Behaviour of the Java Spark API : JavaEsSpark.saveToEs (background or not)

Hi,
In a Spark Streaming Job, I am using JavaEsSpark.saveToEs to bulk documents into ES indices.
So far so good, but I was wondering about its behaviour.
Indeed, I noticed that the code after the JavaEsSpark call seems to be executed whereas it is not over...

    if (...) {
               
      JavaEsSpark.saveToEs(message, index_pattern+"_{target_index}/{target_type}");
      
    }

    // at last, we commit the offset ranges
    ((CanCommitOffsets) messages.inputDStream()).commitAsync(offsetRanges);

As you can see, I commit kafka offset after saveToEs, but sometimes, saveToEs failed (what so ever issue) and offsets are still commited !

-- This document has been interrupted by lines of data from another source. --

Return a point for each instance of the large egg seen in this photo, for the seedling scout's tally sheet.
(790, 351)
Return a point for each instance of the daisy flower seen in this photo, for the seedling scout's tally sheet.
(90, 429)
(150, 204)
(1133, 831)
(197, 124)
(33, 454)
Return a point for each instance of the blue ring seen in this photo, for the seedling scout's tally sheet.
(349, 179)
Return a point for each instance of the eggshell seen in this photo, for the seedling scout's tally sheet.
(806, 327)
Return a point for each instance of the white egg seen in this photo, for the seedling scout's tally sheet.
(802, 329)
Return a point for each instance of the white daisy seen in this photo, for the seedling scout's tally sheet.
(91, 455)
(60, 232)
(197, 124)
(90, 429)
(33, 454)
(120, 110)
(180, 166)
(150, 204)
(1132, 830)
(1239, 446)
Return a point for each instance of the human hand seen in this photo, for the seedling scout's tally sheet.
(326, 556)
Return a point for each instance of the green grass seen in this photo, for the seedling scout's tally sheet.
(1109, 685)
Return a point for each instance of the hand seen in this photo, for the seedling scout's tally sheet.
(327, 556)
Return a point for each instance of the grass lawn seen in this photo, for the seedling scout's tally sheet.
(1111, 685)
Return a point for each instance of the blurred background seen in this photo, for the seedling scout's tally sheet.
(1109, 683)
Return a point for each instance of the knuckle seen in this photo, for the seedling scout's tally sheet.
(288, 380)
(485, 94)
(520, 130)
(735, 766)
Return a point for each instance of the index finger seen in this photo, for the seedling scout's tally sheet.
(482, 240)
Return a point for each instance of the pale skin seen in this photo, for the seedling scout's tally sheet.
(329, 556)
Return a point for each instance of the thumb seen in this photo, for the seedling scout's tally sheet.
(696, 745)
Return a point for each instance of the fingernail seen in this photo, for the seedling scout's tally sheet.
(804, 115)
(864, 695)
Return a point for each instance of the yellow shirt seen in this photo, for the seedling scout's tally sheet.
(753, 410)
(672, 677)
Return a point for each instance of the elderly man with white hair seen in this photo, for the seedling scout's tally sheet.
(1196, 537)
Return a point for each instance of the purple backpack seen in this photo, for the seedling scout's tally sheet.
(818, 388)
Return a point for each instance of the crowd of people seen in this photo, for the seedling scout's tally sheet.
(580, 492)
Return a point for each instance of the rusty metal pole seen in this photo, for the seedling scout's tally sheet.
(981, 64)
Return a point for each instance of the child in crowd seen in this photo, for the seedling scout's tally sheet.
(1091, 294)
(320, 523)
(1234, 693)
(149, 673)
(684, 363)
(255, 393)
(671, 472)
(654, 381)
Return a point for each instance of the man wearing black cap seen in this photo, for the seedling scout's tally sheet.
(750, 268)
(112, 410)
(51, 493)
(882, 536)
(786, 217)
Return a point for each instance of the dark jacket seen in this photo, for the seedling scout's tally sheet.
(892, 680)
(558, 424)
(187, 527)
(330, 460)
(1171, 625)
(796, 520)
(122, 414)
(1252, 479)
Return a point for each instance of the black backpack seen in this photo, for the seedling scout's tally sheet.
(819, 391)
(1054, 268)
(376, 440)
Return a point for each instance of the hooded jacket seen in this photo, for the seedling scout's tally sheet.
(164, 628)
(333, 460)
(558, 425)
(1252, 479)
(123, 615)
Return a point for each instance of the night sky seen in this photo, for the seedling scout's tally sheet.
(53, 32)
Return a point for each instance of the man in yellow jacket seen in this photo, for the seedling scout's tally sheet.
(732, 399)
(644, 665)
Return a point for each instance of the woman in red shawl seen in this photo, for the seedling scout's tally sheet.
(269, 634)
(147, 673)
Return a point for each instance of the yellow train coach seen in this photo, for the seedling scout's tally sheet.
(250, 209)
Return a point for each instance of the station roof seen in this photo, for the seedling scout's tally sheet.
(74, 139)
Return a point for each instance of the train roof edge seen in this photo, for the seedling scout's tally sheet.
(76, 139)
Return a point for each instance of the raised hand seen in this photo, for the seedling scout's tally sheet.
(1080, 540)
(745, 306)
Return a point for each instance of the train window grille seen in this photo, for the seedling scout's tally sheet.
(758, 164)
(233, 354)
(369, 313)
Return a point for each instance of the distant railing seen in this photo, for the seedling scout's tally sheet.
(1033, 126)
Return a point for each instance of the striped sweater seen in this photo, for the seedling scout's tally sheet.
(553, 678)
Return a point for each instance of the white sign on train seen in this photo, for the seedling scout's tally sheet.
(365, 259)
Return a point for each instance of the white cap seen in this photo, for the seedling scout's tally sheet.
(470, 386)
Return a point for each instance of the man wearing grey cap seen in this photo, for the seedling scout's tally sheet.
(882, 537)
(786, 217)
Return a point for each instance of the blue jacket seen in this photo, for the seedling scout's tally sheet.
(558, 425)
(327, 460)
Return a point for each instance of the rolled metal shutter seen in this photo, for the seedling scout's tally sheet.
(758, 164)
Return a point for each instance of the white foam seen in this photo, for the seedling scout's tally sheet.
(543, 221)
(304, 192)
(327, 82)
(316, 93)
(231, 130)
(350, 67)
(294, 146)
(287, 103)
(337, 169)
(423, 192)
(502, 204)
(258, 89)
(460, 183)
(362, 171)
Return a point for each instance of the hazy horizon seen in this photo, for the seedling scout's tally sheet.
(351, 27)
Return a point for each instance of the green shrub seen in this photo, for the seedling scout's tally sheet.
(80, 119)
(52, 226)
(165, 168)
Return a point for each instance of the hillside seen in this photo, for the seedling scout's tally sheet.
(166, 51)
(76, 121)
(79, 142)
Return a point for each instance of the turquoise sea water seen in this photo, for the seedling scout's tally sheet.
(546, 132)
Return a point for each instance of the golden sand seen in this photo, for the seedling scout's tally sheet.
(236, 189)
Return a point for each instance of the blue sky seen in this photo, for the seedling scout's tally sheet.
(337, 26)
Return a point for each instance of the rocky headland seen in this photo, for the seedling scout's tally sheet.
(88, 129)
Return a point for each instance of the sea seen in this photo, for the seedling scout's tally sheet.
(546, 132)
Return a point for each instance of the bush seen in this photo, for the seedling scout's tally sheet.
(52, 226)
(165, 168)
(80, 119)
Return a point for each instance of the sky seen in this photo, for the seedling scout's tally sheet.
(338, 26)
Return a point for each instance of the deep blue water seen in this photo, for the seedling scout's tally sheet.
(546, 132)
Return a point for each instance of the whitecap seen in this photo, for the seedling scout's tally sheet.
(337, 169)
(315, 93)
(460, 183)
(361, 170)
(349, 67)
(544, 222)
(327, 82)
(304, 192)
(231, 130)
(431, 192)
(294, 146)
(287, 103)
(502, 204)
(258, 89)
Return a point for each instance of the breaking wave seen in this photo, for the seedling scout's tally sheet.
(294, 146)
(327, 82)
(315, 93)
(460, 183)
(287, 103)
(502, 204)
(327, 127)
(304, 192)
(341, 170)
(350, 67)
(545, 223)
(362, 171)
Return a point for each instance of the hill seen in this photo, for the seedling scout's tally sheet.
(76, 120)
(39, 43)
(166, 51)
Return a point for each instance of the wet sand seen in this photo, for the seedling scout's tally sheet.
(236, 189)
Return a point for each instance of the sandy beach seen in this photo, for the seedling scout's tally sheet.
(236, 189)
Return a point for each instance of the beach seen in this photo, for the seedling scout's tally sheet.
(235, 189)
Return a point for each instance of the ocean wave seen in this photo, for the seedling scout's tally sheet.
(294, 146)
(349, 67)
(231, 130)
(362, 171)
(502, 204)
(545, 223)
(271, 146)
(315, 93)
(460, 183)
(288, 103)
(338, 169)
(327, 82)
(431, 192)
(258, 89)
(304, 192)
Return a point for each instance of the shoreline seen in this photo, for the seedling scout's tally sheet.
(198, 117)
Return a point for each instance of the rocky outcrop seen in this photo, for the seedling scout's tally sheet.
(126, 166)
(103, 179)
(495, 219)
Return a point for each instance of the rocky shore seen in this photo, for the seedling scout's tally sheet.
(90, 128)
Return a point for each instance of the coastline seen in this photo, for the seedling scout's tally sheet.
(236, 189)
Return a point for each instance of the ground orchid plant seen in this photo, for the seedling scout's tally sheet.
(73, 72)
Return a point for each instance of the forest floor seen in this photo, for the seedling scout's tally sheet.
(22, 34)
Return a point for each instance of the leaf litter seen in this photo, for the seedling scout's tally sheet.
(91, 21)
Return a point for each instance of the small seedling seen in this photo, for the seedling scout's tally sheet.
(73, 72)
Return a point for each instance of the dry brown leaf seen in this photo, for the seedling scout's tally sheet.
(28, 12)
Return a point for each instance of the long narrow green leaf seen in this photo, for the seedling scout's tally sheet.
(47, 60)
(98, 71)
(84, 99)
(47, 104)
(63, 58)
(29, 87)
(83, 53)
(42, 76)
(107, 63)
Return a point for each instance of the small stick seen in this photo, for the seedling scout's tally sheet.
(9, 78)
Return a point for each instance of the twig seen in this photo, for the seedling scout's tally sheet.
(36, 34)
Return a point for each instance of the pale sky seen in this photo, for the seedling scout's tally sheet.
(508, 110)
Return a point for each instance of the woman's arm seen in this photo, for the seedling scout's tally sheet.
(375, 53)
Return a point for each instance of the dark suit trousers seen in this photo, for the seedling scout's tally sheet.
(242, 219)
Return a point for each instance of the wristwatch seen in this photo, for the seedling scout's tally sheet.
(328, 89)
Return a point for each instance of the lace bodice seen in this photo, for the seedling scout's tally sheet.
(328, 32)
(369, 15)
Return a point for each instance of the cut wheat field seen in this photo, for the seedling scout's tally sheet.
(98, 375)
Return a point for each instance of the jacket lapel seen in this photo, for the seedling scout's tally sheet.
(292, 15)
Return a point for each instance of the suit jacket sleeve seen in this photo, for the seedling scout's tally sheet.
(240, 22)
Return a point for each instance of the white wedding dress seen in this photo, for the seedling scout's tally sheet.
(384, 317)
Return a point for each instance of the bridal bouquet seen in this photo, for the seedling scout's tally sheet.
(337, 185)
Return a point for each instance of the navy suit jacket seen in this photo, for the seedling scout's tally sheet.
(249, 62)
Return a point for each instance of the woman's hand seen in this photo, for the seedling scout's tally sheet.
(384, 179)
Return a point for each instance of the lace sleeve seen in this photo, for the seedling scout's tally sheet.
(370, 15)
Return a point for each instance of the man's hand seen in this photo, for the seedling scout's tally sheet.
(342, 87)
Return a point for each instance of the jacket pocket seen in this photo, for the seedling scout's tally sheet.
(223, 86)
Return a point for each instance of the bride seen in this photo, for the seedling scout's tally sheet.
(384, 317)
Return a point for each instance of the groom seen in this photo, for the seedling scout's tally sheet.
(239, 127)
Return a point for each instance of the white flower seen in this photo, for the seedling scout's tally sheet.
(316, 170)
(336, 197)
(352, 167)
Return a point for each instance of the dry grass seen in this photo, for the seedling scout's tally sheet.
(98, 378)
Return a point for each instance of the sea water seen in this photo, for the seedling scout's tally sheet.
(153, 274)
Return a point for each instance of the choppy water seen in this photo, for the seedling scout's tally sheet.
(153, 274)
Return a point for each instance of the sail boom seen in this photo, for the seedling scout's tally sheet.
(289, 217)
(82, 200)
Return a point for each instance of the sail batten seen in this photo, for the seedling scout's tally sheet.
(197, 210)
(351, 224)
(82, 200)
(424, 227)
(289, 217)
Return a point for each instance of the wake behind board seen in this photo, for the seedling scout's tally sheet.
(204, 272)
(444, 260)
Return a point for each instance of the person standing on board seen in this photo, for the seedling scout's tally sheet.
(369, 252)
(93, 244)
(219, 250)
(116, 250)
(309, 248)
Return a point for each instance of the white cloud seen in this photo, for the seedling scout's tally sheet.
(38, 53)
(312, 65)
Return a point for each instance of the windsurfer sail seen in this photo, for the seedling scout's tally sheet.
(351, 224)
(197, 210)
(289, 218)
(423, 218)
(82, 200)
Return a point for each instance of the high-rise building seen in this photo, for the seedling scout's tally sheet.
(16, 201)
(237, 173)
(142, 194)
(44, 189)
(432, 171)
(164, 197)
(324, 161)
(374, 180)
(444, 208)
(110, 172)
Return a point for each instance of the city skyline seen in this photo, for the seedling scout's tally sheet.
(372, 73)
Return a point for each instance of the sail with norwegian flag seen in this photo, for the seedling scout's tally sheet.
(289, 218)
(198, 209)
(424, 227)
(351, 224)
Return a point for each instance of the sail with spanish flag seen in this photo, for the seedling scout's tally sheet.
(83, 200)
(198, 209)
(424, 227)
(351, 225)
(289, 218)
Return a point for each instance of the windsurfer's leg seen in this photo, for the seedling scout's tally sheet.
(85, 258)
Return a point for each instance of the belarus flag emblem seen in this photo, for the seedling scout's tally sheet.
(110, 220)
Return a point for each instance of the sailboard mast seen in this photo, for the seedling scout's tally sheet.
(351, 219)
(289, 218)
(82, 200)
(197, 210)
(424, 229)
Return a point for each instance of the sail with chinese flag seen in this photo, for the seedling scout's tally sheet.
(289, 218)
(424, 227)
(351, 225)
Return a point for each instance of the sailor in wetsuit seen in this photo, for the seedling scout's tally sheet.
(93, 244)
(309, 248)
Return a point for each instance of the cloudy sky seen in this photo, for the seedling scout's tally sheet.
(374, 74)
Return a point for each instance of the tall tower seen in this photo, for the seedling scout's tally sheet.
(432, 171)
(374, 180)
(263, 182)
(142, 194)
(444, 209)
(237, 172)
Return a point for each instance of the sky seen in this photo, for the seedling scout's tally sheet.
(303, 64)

So, if anyone knows sharply the behaviour of this API, I would be pleased :slight_smile:

Thanks a lot.

That's pretty peculiar. The saveToEs method simply runs the spark job using the writer implementation to save the data to Elasticsearch. If the RDD fails to complete, the job runner should throw a org.apache.spark.SparkException with information about what caused the run to fail. Can you share what kind of failure you're seeing that still leads to the offsets being committed? Are you sure that the line of code here that commits the offset is the only place that the commit happens?

This topic was automatically closed 28 days after the last reply. New replies are no longer allowed.